Giovedì 30 luglio la delegazione è a Ferrara, dove visita le opere di bonifica idraulica, il giorno seguente li attende la conferenza di Donato Ottolenghi, professore dell’università di Bologna; l’1 e il 2 agosto sono a Ravenna dove, anche qui, assistono ai lavori di risanamento ma poi, come annota lo stesso Destouches, «nonostante le mie opinioni [gli organizzatori] si sono intestarditi a partire alle 6 del mattino e a compiere delle inutili passeggiate alle nove di sera attraverso monti e valli». Il 3 li troviamo a Roma: nel pomeriggio, dopo il rinfresco offerto dalla Direzione generale della Sanità Pubblica, vengono ricevuti dal capo del governo, Benito Mussolini, il quale anni dopo recensirà il Voyage; martedì 4 partono presto per Nettuno dove visitano la scuola di malariologia diretta da Bartolomeo Gosio, quindi il centro diagnostico della Croce Rossa alle Ferriere, la scuola con servizio antimalarico di Tre Cancelli per finire con una colazione ad Anzio e una capatina al sanatorio militare. Il 5 la comitiva, sempre più esausta, è a Velletri per presenziare al corso pratico di profilassi riservato alle maestre delle scuole rurali nelle zone malariche; quindi si spinge fino alle zone delle paludi pontine per «ammirare» i giganteschi lavori della bonifica integrale, vanto del regime. Il giorno seguente il gruppetto è ad Ostia, il 7 a Fiumicino e al Lago di Traiano e infine l’8 agosto, ultimo giorno di missione, viene condotto alla colonia agricola per bambini malarici di Grottaferrata.

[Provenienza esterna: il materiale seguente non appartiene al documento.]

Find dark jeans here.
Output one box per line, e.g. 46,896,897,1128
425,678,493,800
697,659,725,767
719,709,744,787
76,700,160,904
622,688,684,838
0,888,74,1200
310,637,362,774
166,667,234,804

L’impressione che questo viaggio suscita in Louis-Ferdinand è pessima: egli la riporta, anticipando in un certo modo quello stile che lo renderà celebre, in un altro documento proveniente dagli archivi svizzeri_ “L’Italia nelle peggiori condizioni – la nostra capacità di ammirazione è diminuita da sei mesi di sightseeing – caldo sahariano – Nei brevi momenti di lucidità vedo cose meravigliose, altrettante gioie a cui ho scelto di rinunciare, dopo tante altre, ahimè!, ogni giorno più numerose», scrive, immerso nelle comodità dell’Hotel Excelsior a Roma.